Il y a toujours un point de départ, un hasard ? Où est-ce le destin ? Comment savoir ?
Marie avait été si bouleversée la toute première fois où elle avait vu sa photo sur son blog…
Elle pense a Augustin et se demande pourquoi elle s’était mise à l’aimer si vite, si intensément, et pourquoi elle avait si peur que leur amour s’arrête sans qu’elle ne sache pourquoi.
Mon amour, disait-elle à Augustin, j’accroche ma vie à la tienne malgré le temps qui passe et toujours nous laisse tendrement épris l’un de l’autre. Je voudrais encore vivre des milliers de nuits étoilées avec toi. Elle était si bouleversée la toute première fois où il lui avait dit que malgré la distance qui les séparait il l’avait serrée tendrement contre lui.
L’homme qu’elle aime l’a fait entrer dans un univers qu’elle aime, qui lui colle à la peau et l’émerveille. Marie ne saurait dire tout ce qui la lie à Augustin, tant cela est vaste, tant leur curiosité est identique, tant ils aiment les mêmes choses. Pour elle, leur amour a la couleur de l’arc-en-ciel.
Tout n’était pour eux que rêves, désirs, troubles délicieux, espoirs confus, avec cette confiance au creux de l’âme qui ajoutait à ses émerveillements.  Marie n’avait pas eu l’habitude de vivre des aventures aussi folles dont la plupart des gens autour d’elle étaient habitués. Bien qu’il habite au bout du monde, là ou rien ne pourrait les atteindre, ni les quolibets des gens, ni les mauvaises interprétations que l’on ne manquerait pas de faire sur leur couple.
Pour la première fois Marie vivait pleinement son amour en marge des lois que lui dictait sa conscience. Tous les deux ne voulaient pas de fin à cette belle idylle. Ils ne pourraient pas pour tout le reste de leur vie être séparés.
Augustin se tenait là, solitaire et pensif en bout de sa barque, se demandant si elle pourrait lui permettre d’aller retrouver son amour, sa Marie là-bas, de l’autre coté.  Il désirait tellement la rejoindre… Il aimait Marie. Chaque jour il la découvrait plus attentive à lui et tellement joyeuse. Elle dit qu’ils sont si bien l’un et l’autre derrière cet écran qui renvoie leur image. Le temps qui les sépare les fait s’aimer chaque jour davantage.

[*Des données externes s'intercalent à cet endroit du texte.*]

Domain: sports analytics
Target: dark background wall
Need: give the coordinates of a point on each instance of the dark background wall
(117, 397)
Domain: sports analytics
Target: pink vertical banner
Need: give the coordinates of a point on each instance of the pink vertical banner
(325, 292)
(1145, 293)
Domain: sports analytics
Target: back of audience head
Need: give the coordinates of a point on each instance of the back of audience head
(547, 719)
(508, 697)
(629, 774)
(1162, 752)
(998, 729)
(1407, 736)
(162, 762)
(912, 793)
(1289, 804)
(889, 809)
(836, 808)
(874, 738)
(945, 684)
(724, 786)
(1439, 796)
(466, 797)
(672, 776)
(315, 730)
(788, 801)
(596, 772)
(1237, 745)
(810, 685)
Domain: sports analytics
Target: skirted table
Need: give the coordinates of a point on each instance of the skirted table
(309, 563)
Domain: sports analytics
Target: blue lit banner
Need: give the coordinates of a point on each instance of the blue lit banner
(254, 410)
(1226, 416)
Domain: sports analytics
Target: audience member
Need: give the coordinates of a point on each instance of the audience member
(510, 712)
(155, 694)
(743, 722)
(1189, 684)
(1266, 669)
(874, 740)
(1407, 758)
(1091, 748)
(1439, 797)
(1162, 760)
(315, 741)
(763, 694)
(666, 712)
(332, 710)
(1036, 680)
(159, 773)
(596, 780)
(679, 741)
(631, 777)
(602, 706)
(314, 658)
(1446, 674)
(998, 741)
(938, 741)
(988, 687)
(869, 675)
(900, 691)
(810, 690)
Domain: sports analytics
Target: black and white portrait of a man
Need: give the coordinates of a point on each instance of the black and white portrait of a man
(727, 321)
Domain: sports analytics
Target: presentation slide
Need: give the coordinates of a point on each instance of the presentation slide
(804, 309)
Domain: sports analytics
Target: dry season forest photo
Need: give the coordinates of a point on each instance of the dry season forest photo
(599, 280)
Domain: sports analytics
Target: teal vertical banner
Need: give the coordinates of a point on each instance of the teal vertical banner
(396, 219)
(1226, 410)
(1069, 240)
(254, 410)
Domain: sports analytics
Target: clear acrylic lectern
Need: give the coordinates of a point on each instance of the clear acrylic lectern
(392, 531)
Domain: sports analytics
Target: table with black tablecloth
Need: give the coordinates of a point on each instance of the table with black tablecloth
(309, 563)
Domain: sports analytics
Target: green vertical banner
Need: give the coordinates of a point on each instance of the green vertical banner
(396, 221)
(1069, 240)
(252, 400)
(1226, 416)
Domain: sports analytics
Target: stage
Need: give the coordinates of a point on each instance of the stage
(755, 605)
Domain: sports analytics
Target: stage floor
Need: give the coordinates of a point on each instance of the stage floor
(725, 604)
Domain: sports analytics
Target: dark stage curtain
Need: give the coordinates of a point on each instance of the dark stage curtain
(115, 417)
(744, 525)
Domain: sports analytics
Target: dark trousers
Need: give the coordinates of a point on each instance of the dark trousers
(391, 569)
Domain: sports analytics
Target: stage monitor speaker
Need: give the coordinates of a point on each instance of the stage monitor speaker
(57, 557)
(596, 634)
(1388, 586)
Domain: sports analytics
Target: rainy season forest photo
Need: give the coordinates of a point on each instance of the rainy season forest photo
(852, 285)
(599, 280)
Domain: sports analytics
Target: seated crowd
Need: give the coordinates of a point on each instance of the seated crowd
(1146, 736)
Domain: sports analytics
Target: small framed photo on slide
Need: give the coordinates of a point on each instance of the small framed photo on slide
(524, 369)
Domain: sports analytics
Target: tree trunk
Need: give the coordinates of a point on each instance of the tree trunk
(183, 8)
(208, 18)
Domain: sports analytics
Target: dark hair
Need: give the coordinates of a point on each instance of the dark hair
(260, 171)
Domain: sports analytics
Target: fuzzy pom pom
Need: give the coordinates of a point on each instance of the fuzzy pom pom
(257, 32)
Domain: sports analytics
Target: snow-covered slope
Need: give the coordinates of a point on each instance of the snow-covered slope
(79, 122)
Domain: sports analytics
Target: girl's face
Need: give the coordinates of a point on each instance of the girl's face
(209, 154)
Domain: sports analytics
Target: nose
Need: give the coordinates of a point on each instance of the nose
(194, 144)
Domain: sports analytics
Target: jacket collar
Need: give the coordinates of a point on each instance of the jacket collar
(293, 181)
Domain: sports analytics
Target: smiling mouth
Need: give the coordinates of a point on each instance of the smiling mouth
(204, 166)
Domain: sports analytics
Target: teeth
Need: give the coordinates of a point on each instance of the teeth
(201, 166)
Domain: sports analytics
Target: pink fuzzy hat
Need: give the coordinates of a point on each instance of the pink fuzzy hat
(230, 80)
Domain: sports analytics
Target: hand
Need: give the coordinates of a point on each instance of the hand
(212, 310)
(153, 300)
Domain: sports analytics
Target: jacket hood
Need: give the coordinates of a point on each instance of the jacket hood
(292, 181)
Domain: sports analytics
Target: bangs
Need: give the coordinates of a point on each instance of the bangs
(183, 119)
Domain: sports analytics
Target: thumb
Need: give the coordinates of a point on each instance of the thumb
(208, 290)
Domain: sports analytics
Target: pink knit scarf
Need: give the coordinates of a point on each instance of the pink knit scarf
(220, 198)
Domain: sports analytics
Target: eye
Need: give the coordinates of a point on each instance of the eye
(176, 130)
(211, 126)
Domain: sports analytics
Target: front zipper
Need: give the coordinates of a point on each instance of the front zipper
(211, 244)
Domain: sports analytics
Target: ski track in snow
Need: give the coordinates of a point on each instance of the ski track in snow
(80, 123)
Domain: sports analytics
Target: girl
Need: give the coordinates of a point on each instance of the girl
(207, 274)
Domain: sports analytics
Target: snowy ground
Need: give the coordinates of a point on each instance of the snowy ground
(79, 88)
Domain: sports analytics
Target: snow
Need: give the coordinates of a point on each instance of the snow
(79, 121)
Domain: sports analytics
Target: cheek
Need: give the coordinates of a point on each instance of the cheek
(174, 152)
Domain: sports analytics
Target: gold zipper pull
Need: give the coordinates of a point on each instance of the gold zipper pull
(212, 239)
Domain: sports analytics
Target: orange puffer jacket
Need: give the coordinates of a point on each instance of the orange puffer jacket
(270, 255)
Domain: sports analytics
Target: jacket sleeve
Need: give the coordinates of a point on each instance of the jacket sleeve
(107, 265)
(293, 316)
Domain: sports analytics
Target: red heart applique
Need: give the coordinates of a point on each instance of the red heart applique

Sa Marie aimante et fragile l’attendait, elle l’espérait, il devait réagir. Il ne pouvait plus repousser son voyage. 
 Allait–il continuer à se laisser porter par les vagues sans jamais oser réagir ?
 A chaque minute Marie monopolisait ses pensées.
 Il oubliait tout ce qui les séparait encore, pour rêver de cette rencontre où enfin leurs lèvres se rejoindraient dans une nuit divine.
 En proie à un désir plus fort que sa raison Augustin ne cessait de la désirer.
 Avait–il jamais rêvé d’une rencontre plus romantique que celle qu’il fit avec Marie si loin de son pays ?
 Il aimait Marie et elle l’aimait.
 Il se troubla. Il ne pouvait comprendre à cet instant ce qu’il ressentait, son déchirement de ne pouvoir la prendre dans ses bras. Tous ses manques d’elle. M’aime-t-elle autant que je l’aime ?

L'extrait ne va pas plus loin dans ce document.